WebRTC – Teleoperation

WebRTC is is a free, open project that provides browsers and mobile applications with Real-Time Communications (RTC) capabilities via simple APIs.  More specifically, low latency and multiple video/audio/data streams are provided by WebRTC. Coupled with a web application, they enable teleoperation for mobile robots. We use EasyRTC and Node.js to create a simple signaling server and HTML/javascript teleoperation application. The robot’s embedded GUI displays the remote user image and is connected to the videoconference session using Qt/QWebEngine (Chromium based). The GUI also bridges ROS  messages through the WebRTC’s data channel and internal websockets. A Virtual camera stream corresponding to the current map (updated at 1 Hz) is created by RTAB-Map.  

Features

  • Manual Teleoperation. A virtual joystick can be used to control the robot.
  • Robot Status. Battery, speed, wireless network information is sent periodically (1 Hz).
  • Vital Sign Monitoring . BLE Medical Sensors information is displayed (SPO2, Thermometer, Glucose Sensor, Blood Pressure, Scale).
  • Semi-Autonomous Behaviors (selected by the operator by clicking buttons)
    • Audio Tracking.  The robot to rotates automatically in the direction of the person speaking.
    • Automatic Docking. When the robot detects the docking station, a trajectory to dock is automatically generated.
    • Face Tracking. The robot rotates automatically in the direction of the detected faces.
    • Automatic Navigation. Navigation goals can be set by clicking on the “interactive” map. Pre-determined locations can also be clicked.
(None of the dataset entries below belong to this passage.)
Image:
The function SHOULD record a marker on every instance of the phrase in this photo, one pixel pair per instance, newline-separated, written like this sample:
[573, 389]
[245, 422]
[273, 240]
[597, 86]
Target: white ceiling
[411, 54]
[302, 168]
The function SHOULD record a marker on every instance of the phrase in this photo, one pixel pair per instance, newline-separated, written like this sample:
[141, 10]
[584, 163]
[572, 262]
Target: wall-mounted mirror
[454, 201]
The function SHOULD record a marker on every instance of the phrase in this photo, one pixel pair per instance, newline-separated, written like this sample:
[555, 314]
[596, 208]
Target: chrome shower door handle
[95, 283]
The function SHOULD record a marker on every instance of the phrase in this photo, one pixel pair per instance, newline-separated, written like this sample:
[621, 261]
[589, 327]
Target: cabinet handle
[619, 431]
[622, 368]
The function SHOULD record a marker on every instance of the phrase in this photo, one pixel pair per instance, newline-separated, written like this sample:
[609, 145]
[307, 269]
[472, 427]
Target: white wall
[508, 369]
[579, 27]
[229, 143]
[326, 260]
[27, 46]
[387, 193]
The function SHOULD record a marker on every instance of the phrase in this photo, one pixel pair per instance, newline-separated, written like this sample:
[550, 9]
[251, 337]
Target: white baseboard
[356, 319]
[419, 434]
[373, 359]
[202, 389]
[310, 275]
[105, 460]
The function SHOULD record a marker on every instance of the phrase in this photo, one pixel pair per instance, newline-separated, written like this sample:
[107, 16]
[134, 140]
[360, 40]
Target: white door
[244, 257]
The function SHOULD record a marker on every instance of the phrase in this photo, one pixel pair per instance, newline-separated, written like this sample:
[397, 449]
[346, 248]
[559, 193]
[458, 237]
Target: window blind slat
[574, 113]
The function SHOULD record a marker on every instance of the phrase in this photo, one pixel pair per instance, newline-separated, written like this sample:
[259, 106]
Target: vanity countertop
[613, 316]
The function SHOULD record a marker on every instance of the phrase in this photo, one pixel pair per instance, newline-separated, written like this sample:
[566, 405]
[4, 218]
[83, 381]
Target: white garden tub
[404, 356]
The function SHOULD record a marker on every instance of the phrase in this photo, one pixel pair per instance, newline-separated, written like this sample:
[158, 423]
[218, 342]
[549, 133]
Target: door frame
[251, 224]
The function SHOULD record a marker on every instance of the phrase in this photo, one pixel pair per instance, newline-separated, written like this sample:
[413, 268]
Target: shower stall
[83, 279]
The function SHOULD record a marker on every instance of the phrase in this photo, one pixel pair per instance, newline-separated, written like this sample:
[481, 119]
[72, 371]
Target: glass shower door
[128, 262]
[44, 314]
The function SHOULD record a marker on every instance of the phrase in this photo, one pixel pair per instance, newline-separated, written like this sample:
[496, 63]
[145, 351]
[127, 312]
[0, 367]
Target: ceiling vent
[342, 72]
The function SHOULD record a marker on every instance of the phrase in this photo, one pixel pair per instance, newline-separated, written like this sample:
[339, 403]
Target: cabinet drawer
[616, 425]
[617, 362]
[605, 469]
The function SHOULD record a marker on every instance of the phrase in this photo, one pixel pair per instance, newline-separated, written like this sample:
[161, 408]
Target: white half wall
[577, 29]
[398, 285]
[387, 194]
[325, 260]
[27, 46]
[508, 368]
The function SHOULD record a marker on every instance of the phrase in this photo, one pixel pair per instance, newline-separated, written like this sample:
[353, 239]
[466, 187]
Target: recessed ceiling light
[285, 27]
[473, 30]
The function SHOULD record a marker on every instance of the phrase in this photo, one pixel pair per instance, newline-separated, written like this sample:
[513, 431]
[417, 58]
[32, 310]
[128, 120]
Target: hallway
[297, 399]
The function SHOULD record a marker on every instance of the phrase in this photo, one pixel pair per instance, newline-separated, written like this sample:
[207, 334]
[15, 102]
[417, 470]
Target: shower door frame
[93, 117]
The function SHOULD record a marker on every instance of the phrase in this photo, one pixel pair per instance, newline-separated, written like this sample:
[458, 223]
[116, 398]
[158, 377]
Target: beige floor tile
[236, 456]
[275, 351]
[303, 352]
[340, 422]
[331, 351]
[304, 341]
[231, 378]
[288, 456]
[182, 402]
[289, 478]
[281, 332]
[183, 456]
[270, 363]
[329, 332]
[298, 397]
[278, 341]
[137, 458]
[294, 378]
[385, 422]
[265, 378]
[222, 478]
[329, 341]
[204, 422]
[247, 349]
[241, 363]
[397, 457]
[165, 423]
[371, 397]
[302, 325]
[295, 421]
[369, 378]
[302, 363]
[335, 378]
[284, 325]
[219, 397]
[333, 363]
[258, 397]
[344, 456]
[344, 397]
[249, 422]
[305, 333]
Click on the image below to see the web-based interface.

To integrate vital sign monitoring with videoconferencing and robot telepresence control, a telecommunication framework must provide bidirectional multipoint communication of audio streams, multi video feed streaming (e.g., general view of the scene and a close-up view of a region of interest; a navigation camera and a videoconference camera on a mobile robot) and data (e.g., vital signs, commands and states of the robot) from the same telecommunication station. In spite of the high number of software videoconferencing systems available, none provides the complete spectrum from vital sign monitoring to multi video feed stream and robot control. We therefore designed a solution from the ground-up to be a flexible, cloud-based, real-time and versatile framework. It provides secure audio, video and data transfer over a high-speed Internet connection using TLS encryption. Having full control of the telecommunication framework is mandatory for robot telepresence projects since we can select the right codecs with minimum latency and can optimize data transmission according to the application’s needs and the target bandwidth. We also developed a ROS bridge to ease integration with existing software modules.